Er hörte jetzt schon die Tropfen ihres Schweißes auf den Teppich unter dem Bett tropfen. Er sah schon jetzt den Fleck, den sie am nächsten Morgen vermutlich vollkommen erstaunt für eine Flüssigkeit hält, die unter einem Bett normalerweise nichts verloren hatte. Mit einem kleinen Lächeln auf den Lippen würde sie, nachdem sie zwei Stunden lang durch die Blockierung des Bades auch seine morgendliche Körpersaftbeherrschung getestet hatte, den Fleck, der nächtens die Dimensionen eines durchschnittlich mittelgroßen deutschen Sees angenommen hatte, für das Produkt seiner frühzeitig einsetzenden Inkontinenz halten. Sie würde mitleidig den Kopf schütteln und plötzlich würde ihr einfallen, dass sie noch unbedingt die neuesten Angebote in der neuen Winterkollektion ihres neuen Second-Hand-Ladens kaufen müsste. Er würde sie gehen lassen, soll sie doch versuchen sonntags einzukaufen. Er könnte natürlich auch versuchen, ihr zu erklären woher eben dieser Fleck herrührte, aber er könnte genau versuchen den Kontinentaldrift aufzuhalten in dem er einen Anker in die Nordsee schmiss.

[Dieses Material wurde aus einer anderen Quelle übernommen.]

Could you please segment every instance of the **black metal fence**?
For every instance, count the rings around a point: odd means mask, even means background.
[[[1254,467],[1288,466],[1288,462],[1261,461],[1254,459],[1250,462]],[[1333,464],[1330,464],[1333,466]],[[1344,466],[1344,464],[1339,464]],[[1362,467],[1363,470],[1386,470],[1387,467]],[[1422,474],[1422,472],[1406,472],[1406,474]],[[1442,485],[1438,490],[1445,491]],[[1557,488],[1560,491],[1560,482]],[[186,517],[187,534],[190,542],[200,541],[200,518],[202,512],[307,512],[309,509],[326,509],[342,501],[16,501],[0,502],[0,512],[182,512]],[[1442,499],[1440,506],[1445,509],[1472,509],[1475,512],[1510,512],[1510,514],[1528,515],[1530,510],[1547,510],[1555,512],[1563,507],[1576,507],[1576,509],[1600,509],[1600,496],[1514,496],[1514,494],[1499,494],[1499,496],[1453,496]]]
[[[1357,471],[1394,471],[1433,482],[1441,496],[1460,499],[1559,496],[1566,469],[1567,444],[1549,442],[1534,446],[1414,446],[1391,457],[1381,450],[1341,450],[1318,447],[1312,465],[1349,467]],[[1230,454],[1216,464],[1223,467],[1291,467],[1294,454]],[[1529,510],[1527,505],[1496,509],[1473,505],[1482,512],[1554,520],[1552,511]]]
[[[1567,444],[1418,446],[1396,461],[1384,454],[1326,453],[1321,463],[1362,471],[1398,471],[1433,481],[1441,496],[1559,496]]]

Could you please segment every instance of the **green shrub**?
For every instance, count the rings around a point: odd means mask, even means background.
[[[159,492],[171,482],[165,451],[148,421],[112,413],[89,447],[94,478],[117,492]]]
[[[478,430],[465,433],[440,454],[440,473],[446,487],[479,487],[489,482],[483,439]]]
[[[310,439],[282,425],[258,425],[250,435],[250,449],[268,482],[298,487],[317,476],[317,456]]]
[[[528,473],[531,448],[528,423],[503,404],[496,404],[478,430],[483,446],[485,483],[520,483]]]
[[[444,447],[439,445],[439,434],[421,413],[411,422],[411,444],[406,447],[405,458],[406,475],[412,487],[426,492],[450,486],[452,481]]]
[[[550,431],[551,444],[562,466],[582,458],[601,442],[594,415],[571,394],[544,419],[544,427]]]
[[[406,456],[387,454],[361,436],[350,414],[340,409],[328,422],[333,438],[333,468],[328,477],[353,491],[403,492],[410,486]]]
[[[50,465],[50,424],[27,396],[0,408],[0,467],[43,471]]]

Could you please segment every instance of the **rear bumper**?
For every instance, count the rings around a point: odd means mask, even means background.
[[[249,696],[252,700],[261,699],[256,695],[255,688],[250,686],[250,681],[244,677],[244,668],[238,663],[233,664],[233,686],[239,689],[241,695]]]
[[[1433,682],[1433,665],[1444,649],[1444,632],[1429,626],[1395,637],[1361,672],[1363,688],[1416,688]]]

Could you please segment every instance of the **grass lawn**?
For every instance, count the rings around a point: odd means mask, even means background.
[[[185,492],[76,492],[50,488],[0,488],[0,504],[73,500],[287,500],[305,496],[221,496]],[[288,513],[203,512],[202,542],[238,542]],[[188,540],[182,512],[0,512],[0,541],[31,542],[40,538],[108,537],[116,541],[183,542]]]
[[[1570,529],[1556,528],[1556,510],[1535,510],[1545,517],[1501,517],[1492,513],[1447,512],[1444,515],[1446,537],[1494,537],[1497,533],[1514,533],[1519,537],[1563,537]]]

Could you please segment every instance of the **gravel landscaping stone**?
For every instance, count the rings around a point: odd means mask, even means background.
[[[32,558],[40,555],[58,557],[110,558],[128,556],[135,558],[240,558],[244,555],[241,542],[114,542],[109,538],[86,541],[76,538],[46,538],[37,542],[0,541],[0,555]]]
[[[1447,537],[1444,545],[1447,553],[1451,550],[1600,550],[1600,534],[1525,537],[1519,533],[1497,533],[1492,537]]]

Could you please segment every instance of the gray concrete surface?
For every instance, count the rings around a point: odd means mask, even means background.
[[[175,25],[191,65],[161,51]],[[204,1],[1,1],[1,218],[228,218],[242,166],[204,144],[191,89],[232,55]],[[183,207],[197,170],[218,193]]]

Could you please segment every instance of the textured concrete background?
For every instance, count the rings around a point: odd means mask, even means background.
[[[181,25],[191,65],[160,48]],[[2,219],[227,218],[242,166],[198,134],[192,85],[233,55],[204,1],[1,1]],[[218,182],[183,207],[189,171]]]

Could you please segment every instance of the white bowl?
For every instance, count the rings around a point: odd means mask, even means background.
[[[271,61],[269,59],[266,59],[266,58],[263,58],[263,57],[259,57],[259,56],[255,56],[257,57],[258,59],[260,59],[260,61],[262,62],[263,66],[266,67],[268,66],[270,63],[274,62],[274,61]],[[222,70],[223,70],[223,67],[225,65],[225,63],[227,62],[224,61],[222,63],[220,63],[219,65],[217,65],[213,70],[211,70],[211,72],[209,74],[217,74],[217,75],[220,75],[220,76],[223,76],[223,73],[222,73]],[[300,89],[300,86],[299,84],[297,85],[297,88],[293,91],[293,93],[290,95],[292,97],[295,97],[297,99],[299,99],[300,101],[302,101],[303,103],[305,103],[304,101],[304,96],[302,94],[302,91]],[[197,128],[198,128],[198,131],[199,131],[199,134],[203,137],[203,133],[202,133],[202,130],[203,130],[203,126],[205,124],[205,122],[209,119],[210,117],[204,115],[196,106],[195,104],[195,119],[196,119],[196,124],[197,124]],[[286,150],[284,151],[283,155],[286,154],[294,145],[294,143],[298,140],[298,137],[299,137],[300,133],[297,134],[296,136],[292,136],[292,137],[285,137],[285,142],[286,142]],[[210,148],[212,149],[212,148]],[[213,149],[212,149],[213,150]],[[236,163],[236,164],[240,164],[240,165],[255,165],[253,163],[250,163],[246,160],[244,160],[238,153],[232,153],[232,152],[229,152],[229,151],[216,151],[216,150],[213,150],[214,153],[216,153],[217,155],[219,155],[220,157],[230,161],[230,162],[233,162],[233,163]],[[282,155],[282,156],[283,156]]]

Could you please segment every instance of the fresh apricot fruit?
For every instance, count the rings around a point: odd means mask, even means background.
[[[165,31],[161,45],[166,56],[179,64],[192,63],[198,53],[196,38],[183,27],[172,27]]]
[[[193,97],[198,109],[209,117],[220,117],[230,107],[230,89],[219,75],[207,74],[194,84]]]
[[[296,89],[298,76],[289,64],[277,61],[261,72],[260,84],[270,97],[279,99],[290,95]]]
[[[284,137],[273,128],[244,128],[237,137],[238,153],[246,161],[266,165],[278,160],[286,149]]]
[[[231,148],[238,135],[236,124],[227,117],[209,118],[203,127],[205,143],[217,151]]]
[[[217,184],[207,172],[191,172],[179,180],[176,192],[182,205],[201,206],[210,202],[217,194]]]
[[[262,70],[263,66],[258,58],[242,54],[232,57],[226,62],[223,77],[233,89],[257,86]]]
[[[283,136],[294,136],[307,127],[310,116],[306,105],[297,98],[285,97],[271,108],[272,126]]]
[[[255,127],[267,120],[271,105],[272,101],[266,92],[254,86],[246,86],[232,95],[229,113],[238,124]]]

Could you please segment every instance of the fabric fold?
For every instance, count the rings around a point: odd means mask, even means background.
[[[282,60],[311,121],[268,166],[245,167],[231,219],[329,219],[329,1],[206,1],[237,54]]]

Also würde sie am nächsten Morgen eiligst ihre Sachen packen, ihm ein sowohl flüchtiges als auch flüchtendes Lächeln zu werfen und das Weite suchen. Und er würde denken, soll sie doch suchen, aber ob sie es findet? Es war ihm mittlerweile egal. Seine Heizkosten würden sich endlich wieder auf ein erträgliches Maß reduzieren, er würde noch einmal zwei Stunden ihre Stimme am Telefon hören müssen, herz-und telefonzerreissend würde sie ihm gestehen, dass er wohl doch nicht der Richtige sei, er würde sich verständnisvolle hmm's und Ja's einwerfen, auflegen, seine Kumpels anrufen und seinen Trennungsschmerz in Bier und Frauenwitzen ertränken, Frauenwitzen, die sich merkwürdigerweise über das Kälteempfinden des anderen Geschlechts auslassen.